Artificial intelligence predicts the immunogenic landscape of SARS-CoV-2 leading to universal blueprints for vaccine designs
Brandon Malone, Boris Simovski, Clément Moliné, Jun Cheng, Marius Gheorghe, Hugues Fontenelle, Ioannis Vardaxis, Simen Tennøe, Jenny-Ann Malmberg, Richard Stratford & Trevor Clancy
Scientific Reports volume 10, Article number: 22375 (2020)
Abstract
The global population is at present suffering from a pandemic of Coronavirus disease 2019 (COVID-19), caused by the novel coronavirus Severe Acute Respiratory Syndrome Coronavirus 2 (SARS-CoV-2).
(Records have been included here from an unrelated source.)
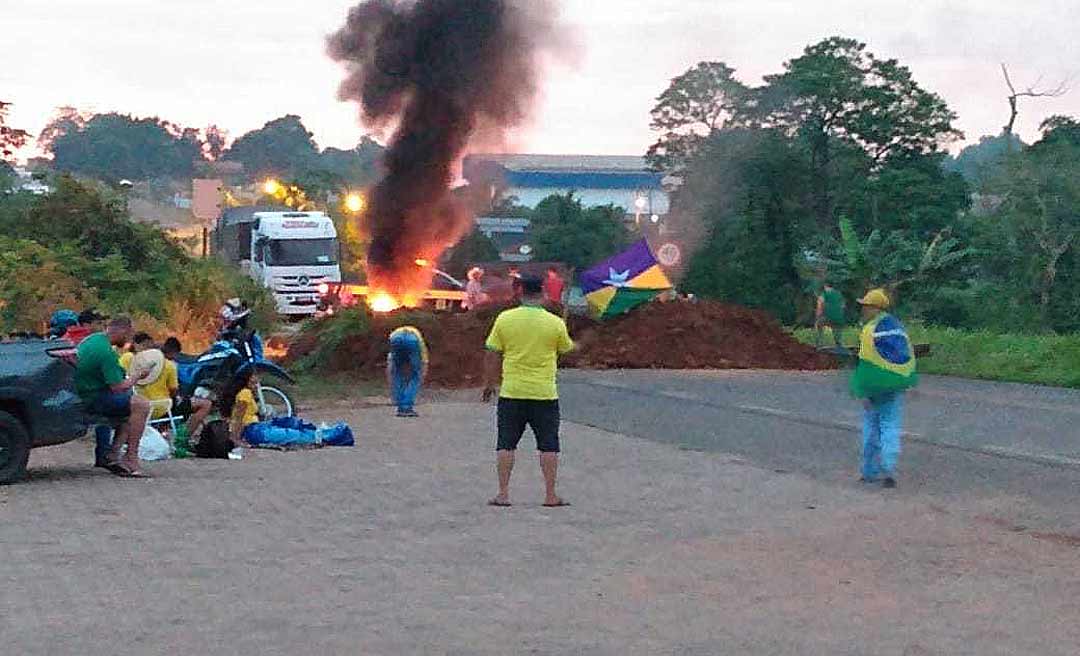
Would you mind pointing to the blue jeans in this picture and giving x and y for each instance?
(103, 436)
(882, 422)
(406, 365)
(110, 404)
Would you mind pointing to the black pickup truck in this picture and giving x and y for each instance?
(38, 404)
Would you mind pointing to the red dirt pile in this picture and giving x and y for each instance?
(659, 335)
(692, 335)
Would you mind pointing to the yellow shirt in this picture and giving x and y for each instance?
(159, 390)
(419, 335)
(530, 339)
(245, 402)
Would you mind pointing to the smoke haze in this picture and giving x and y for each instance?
(441, 75)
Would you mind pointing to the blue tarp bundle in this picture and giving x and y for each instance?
(293, 431)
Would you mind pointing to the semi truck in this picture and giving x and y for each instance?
(289, 253)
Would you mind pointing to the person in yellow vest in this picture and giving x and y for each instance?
(406, 367)
(886, 370)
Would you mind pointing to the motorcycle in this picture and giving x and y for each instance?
(211, 374)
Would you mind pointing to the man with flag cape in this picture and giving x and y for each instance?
(623, 282)
(886, 370)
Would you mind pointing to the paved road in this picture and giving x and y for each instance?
(388, 549)
(967, 438)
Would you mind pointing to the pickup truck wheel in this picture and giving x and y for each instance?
(14, 449)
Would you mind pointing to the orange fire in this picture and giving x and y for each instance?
(381, 302)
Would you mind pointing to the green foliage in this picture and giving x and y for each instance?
(751, 185)
(11, 138)
(982, 162)
(113, 147)
(1011, 357)
(281, 148)
(77, 248)
(35, 282)
(693, 107)
(473, 249)
(564, 230)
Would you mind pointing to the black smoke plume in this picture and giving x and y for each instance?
(442, 75)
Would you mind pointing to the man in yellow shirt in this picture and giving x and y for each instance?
(406, 367)
(525, 344)
(159, 390)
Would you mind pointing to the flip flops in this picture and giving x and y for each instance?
(123, 472)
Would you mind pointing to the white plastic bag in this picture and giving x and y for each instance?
(153, 446)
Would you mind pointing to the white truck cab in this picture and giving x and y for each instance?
(292, 253)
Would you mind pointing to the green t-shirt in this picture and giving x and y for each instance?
(530, 339)
(98, 366)
(834, 306)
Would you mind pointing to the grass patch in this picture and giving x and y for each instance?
(1015, 358)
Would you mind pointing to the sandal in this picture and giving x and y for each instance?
(123, 472)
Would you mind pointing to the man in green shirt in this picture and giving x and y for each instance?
(525, 343)
(829, 312)
(105, 389)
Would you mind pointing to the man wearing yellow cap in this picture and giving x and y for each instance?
(886, 370)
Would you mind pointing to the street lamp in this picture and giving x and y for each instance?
(354, 202)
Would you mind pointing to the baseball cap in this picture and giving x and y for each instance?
(876, 298)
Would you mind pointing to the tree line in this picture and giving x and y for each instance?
(837, 170)
(113, 146)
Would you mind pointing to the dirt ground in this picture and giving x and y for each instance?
(677, 335)
(389, 548)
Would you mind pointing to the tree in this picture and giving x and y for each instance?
(694, 106)
(981, 162)
(112, 147)
(11, 138)
(852, 110)
(1042, 213)
(281, 148)
(214, 142)
(752, 186)
(564, 230)
(475, 248)
(1030, 92)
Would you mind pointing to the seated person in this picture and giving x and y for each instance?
(198, 409)
(105, 390)
(241, 407)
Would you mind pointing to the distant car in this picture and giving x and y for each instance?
(38, 404)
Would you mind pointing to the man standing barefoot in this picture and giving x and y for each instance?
(525, 343)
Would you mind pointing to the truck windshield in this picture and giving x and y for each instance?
(298, 252)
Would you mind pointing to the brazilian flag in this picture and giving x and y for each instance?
(623, 282)
(886, 359)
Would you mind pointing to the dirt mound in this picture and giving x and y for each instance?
(455, 340)
(692, 335)
(669, 335)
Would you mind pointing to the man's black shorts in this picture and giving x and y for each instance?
(541, 416)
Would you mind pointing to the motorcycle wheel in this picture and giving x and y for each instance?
(277, 403)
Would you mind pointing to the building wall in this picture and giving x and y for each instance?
(658, 201)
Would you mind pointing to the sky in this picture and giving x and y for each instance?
(241, 63)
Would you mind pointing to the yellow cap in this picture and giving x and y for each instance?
(876, 298)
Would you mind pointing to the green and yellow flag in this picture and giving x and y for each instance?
(886, 359)
(623, 282)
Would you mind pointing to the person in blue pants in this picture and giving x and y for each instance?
(886, 370)
(406, 367)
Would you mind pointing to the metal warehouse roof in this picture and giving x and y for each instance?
(563, 171)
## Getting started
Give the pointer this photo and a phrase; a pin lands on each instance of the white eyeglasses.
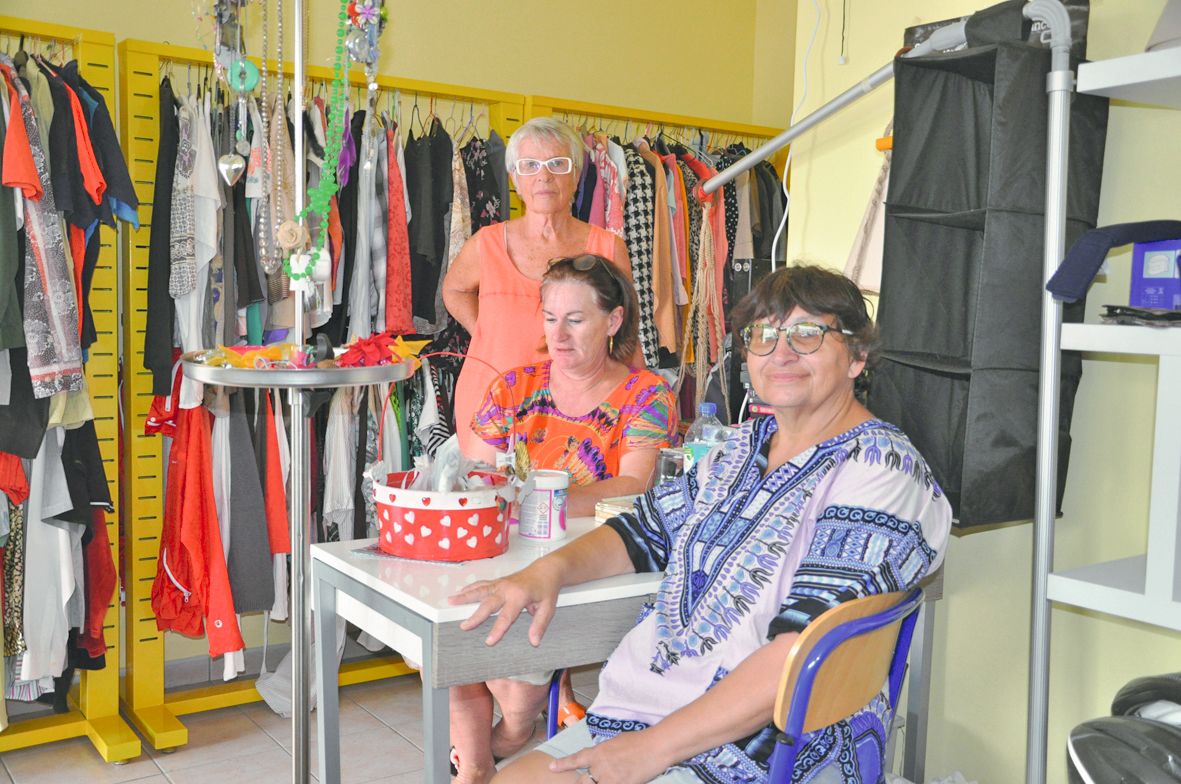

The goal of this study was to use artificial intelligence (AI) to predict blueprints for designing universal vaccines against SARS-CoV-2, that contain a sufficiently broad repertoire of T-cell epitopes capable of providing coverage and protection across the global population. To help achieve these aims, we profiled the entire SARS-CoV-2 proteome across the most frequent 100 HLA-A, HLA-B and HLA-DR alleles in the human population, using host-infected cell surface antigen presentation and immunogenicity predictors from the NEC Immune Profiler suite of tools, and generated comprehensive epitope maps. We then used these epitope maps as input for a Monte Carlo simulation designed to identify statistically significant “epitope hotspot” regions in the virus that are most likely to be immunogenic across a broad spectrum of HLA types. We then removed epitope hotspots that shared significant homology with proteins in the human proteome to reduce the chance of inducing off-target autoimmune responses.